Anonymisation in social-based P2P networks
Report on the presentation of Fabrice Le Fessant, February 23th, 2009
See slides for more details.
Warning : this report outlines the understanding of the post author (Alban Galland) and nothing more.
In a context of P2P file sharing networks, some malicious peer may try to keep a log of the queries issued on the network in order to build upload and download profiles of other peers. To avoid censorship in particular, one may want to design a network where non-trusted peers may contribute to the life of the network without being able to locate publisher neither querier. A social-based P2P network naturally fits this requirement : friends are not hidden but trusted and they can anonymise the exchanges.
There is already some social based P2P networks, such as the turtle network. It is close to gnutella but based on social network, which means that connexions are chosen and trusted. The search is done by flooding, which is quiet expensive in bandwidth.
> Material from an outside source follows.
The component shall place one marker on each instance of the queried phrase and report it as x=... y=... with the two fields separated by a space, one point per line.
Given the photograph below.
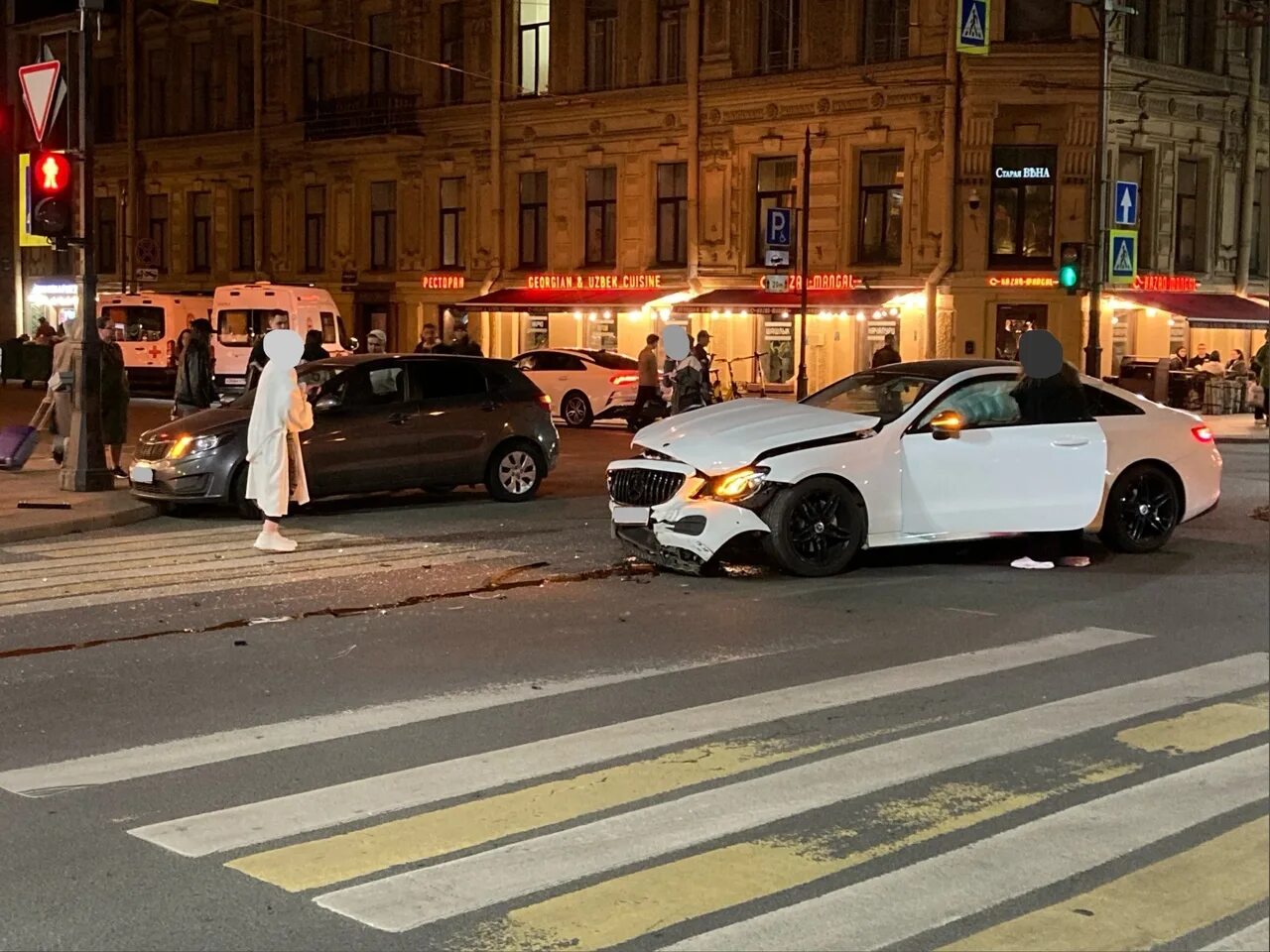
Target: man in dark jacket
x=195 y=390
There is also some anti-censorship networks, such as freenet. It manages small encrypted documents. The search is done by depth-first search, oriented by a notion of distance between users. The data is accessed by replication on the back-path. Such a network could be easily limited to friends.
Gnunet is another example of anti-censorship networks. The search is done by a limited breadth-first search. It use a shortcut system to randomly modify the id on the queries for the anonymisation. There is also a credit system to avoid flooding. It has been shown that these two optimizations are indeed a weakness for the anonymisation.
Some clues about Orkut
Some simulations have been done based on a trace of Orkut. They raised interesting questions about the topology of the network.
- What is the distribution of the nodes degrees?
- What happen for the connectivity when removing nodes?
The answers of these questions deeply depend of how the crawl have been made.
- How to manage big files?
- How to specify the level of the attacker to have different theoretical guaranties?
- How to restrict real network to sub-network?
The load should be balanced between query time and publication time. Most of the P2P methods are based on the query, but one could also think of diffusion process when a resource is published (through subscription to feeds, replication or local index tables materialization). Both methods could be mixed. It is the case in structured networks such as DHT where a distributed index is materialized and queried.
Finally, the methods should be optimized depending of the file type and the file size.